En ello, la comprensión del fenómeno y sus implicancias, nos condiciona culturalmente, quiérase o no. Pues el proceso de asunción de lo nacional, lo cultural y lo científico en las sociedades mencionadas –el primer aparato y hombre al espacio, por Rusia; el envío de naves a Marte, por los Chinos-; y, en fin, la transformación de toda la sociedad, solo se comprende por la antigüedad de estas sociedades luego de la extensa lucha por la liberación lograda. Y ello nos da esperanza, a los peruanos en particular y a los latinoamericanos en general, de alcanzar la ansiada libertad.

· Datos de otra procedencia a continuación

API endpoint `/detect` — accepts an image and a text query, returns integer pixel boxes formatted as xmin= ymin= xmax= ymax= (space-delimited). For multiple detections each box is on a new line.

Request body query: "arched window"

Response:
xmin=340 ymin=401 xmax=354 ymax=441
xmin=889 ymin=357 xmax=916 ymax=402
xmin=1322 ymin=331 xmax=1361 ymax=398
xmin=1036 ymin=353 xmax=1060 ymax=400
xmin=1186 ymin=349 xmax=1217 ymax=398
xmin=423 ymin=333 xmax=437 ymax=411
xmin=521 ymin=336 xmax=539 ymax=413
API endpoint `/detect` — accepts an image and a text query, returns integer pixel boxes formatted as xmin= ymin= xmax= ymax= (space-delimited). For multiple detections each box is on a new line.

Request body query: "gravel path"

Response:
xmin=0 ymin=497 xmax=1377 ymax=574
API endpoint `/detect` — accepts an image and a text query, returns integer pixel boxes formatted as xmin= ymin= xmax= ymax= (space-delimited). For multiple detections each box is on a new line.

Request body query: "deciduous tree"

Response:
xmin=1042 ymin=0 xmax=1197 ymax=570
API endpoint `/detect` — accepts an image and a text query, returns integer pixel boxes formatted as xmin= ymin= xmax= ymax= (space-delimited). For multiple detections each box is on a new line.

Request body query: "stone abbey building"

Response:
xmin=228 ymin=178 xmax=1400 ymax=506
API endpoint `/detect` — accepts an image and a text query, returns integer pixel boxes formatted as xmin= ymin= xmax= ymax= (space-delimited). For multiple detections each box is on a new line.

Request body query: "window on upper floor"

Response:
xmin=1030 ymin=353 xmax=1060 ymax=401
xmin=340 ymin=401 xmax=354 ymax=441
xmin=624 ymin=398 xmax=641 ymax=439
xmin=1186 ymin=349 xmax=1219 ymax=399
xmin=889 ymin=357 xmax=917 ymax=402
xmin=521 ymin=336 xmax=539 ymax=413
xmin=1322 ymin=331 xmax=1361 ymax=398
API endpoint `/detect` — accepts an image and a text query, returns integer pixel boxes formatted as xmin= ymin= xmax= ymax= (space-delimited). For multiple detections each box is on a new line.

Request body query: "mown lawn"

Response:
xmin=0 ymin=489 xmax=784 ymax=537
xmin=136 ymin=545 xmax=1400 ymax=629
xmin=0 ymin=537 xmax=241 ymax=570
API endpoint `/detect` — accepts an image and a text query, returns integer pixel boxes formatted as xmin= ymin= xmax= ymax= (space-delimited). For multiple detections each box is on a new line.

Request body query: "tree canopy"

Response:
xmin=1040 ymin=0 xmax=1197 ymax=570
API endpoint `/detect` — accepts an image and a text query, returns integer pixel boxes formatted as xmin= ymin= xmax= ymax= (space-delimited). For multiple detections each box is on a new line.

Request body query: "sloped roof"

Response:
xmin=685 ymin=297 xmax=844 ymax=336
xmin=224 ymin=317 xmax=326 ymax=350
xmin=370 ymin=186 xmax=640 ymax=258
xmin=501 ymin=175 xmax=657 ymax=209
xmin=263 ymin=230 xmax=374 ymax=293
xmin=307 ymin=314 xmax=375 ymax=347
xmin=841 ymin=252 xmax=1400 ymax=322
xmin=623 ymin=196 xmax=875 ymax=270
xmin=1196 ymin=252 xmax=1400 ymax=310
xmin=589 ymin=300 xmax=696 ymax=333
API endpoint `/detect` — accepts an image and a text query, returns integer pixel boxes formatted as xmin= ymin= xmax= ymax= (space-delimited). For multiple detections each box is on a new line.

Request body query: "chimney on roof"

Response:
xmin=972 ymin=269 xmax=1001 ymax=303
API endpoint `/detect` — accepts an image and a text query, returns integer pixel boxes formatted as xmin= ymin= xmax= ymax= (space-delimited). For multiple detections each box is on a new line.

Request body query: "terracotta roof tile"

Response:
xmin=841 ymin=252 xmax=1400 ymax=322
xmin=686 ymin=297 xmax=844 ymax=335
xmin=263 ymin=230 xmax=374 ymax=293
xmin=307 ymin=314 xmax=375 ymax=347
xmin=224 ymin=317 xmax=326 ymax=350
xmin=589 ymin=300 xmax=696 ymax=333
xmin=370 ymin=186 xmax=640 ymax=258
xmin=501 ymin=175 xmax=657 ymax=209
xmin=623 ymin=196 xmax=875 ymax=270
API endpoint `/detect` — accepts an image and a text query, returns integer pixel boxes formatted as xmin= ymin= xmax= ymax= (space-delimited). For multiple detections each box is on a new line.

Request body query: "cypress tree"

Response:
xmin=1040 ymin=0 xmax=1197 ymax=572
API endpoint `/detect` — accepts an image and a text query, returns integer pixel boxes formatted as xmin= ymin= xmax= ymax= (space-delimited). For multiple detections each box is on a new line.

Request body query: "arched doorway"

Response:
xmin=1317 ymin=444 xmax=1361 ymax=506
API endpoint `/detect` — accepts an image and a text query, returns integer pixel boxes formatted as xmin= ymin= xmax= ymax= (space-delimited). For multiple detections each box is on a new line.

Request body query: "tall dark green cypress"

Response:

Sociedades de menor antigüedad, derrotadas militarmente y luego vencidas en lo cultural, han desaparecido en Latinoamérica y en el mundo, fagocitadas, tragadas por sociedades dominantes. Para nosotros, hoy y ahora, andinos, orientales, la confrontación con el capital y el Capitalismo (donde el ser humano es inexistente, salvo como un número en la estadística de una computadora o en una tarjeta de plástico; cosificado, sin familia, como núcleo amantes de la violencia y el irrespeto por el otro; por las otras sociedades culturales, enemigos de la verdadera democracia); la confrontación, repito, es inevitable. El capitalismo, cuyo motor es el dinero, con lo cual se mide el “éxito” y donde la solidaridad –o Ayni en nuestro caso- es impensable.

Nuestro Ayni es un hecho cultural que seguimos practicando en estos días. A los peruanos, si bien consecuentes en resistencia heroica -bélica o no bélica desde 1532-, no nos es posible hacer predominar nuestra cultura en Perú. Para ello es necesario, primero, hacer la revolución para imponer nuestros términos, imponer nuestra lengua, nuestros conceptos de religiosidad, científicos y humanistas. Conceptos todos dimanados de una sociedad oriental, y no occidental, como es la andina.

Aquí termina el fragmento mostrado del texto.